I CONTINUED WITH MY CHINESE TUTORIALS
in Fuling, alternating between Teacher Kong and Teacher Liao. We always started classes with small talk, and often Teacher Liao told me about what she had watched on television the night before. Like most of my friends in
Fuling, she watched an enormous amount of television, and one day she came to class particularly interested in what she had seen.

“Last night there was a
waiguoren
on television,” she said, “He was speaking Chinese.”

“Was it Da Shan?”

“No, it wasn't Da Shan; his Chinese wasn't nearly as good as Da Shan's. His Chinese wasn't as good as
yours
.”

“That can't be true.”

“Actually, his grammar was better than yours, but his pronunciation was worse. His tones were bad.”

“I don't believe it.”

“I'm not kidding,” she said. “I think your Chinese is better than that of the
waiguoren
who was on television. And if you improved your grammar, it would be much better.”

“Where was he from?”

“Australia. He was very ugly—he had bad skin and very long hair. He was extremely hard to look at.”

For a moment we sat there, silent in our shared distaste for the longhaired
waiguoren
with bad tones on television. Then we started class, and Teacher Liao paid particularly close attention to my grammar.
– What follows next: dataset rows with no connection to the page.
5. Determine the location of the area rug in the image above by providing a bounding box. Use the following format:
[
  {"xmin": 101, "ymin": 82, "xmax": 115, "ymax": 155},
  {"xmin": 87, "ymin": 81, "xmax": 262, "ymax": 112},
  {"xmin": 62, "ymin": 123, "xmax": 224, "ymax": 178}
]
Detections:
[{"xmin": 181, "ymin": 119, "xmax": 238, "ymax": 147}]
After that she kept me updated on the
waiguoren
who appeared on television. For the most part it was a small and select group, with Da Shan as the mainstay, and all of the regulars were very good at Chinese—it was clear that I still had years to go before I could enter that league. But Teacher Liao apparently felt that there was hope, and occasionally a
waiguoren
with tone problems would appear and she would criticize him mercilessly. Always she was careful to point out any physical defects or shortcomings, especially if the
waiguoren
was fat. Teacher Liao was an extremely slender woman and she did not like fat
waiguoren
.

There was still a certain formality to our relationship, but it had become a comfortable formality—the Chinese relationship between a teacher and a student. She took pride in my progress, and now that I was starting to read newspapers she carefully reviewed the
Chongqing Evening Times
and clipped articles that we could use in class. She liked clipping stories about the Japanese atrocities of World War II, and she also liked stories about Hong Kong's improvements since its return to
the Motherland (great things had happened in those three months). Occasionally she could not help but select articles that criticized America's imperialist tendencies. In late September, when France complained about American sanctions of Iran, our tutorials consisted of a slew of stories condemning America's role as “the policeman of the world.” But even in those classes there was no tension; our Opium Wars were long finished, and we had learned how to deal with each other. Both of us had changed, but probably I had changed the most: I was no longer strictly a
waiguoren
, neither in her eyes nor in my own.

I liked Teacher Liao because now I could see that she was a very traditional Chinese woman—in my mind, she was the most Chinese person I ever came to know in Fuling. She refused to allow a
waiguoren
to condescend to her, because she was a fiercely proud woman, but at the same time she was capable of extending this pride to me after months of work. Along with her pride, she had a strong sense of propriety and tradition. She didn't dress in revealing clothes like many other young women did, and she didn't Westernize her hair by dyeing. Unlike Teacher Kong, she refused to have our classes in my apartment. Teacher Liao was a married woman and I was a single man, and people might talk if she spent six hours a week in my home. We always met in my office.

I also liked studying with Teacher Liao because I could get some sense of the prevailing Chinese attitude to nearly any issue by simply asking her, because she was so Chinese, and often I used our classes to untangle things that I had seen or heard in my encounters with other people. For a while I was intrigued by the Chinese fascination with Hitler—if you ever talked with Old Hundred Names about the Führer, they generally gave good reviews. The summer before in Xi'an, I had known a German student who was disturbed by the way many Chinese became excited when they discovered her nationality.